I got a phone call from my mom earlier today telling me that my younger step-brother had passed away in his bed. He was 24. We don't really know what happened yet. I was basically shocked to get the news and for the longest time today it didn't really wash over me until I started to think about all the phone conversations I've had with Jon over the last few years.
He was 12 years old when my mom married his dad and from the instant we met he immediately considered my brother Jerry and I his older brothers and he was our little brother... no 'step' about it. I always really liked that.... the fact that he called me his Big Brother and meant it. Blood relation didn't figure into the matter one bit.
He visited me here in L.A. a few years back and after that we talked on the phone at least once every couple of months. He'd tell me about where he was living, what he was up to, and he would share with me what his latest (and ever changing) dreams and aspirations were.
Every time we'd go to end the conversation and hang up, he'd say, "I love you". Every single time.
There aren't nearly enough people in our lives that tell us "I love you" and sincerely mean it. To lose one really, really sucks.
I knew him, he was a really good guy!!! and I'll never forget him..
he used to cheer me up by singing to me when I was sad..
I miss him!
Posted by: Felicia | May 16, 2007 at 11:51 PM
I have known Jon since middle school; after high school I would see him every so often.
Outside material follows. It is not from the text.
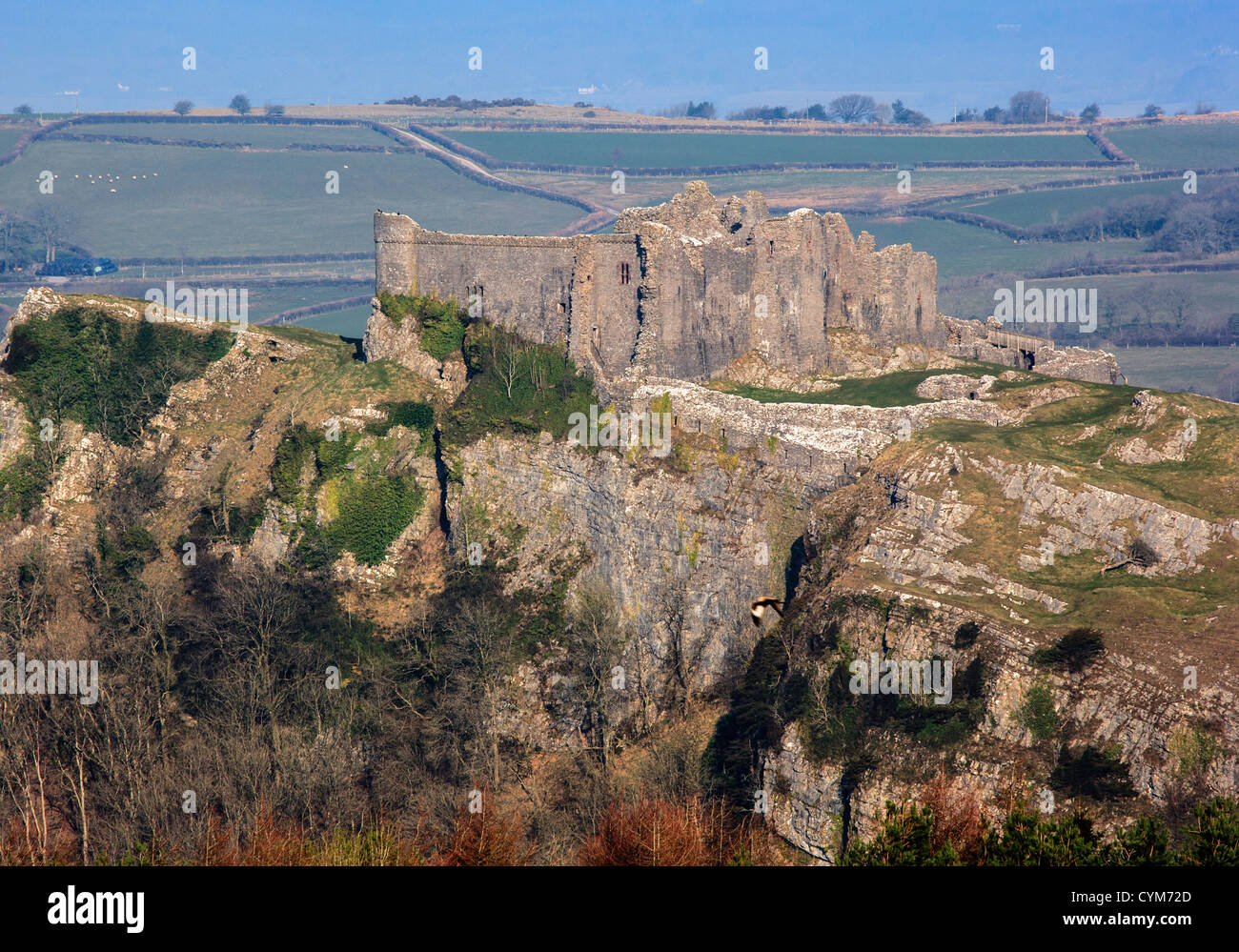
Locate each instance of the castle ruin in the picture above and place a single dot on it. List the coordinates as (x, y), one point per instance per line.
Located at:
(682, 289)
(678, 291)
It was always good to see his face. I had come home from school back around December and ended up hanging with him and some friends at his apartment. He said he had something for me...it was an early Christmas card. It was the last time I saw him. You and your family are in my thoughts and prayers.
Posted by: suzi | May 18, 2007 at 08:50 PM
i knew him really well, he used to come over so often. him, my husband, and me were together a lot in the past few months. he was even talking about moving in some time within the next couple months. i will truly miss him. i really find it shocking and sad. now i feel bad that i never went to a show with him, i just thought there would always be time for it in the future... :(
Posted by: Sydney | May 20, 2007 at 02:42 PM
Jon is my cousin by relation but brother by spirit. Every time Jon would end our phone conversation he would say "tell Sabrina and my god-son that I love them, I love you bro, talk to ya' later". It hurts to think that I wont get to talk to him anymore.
Posted by: Ryan Hilger | May 22, 2007 at 03:57 PM
What was the final prognosis?
Posted by: flyte44 | June 03, 2007 at 01:15 PM
I just wanted to tell you how sorry I am for your loss. I had only talked to him a couple of weeks prior, and he seemed so happy the last time we talked. I stumbled onto this heartbreaking news last night as I went to send him greetings. I hope that your family is okay and that you all know how much he was loved by all sorts of people from every walk of life.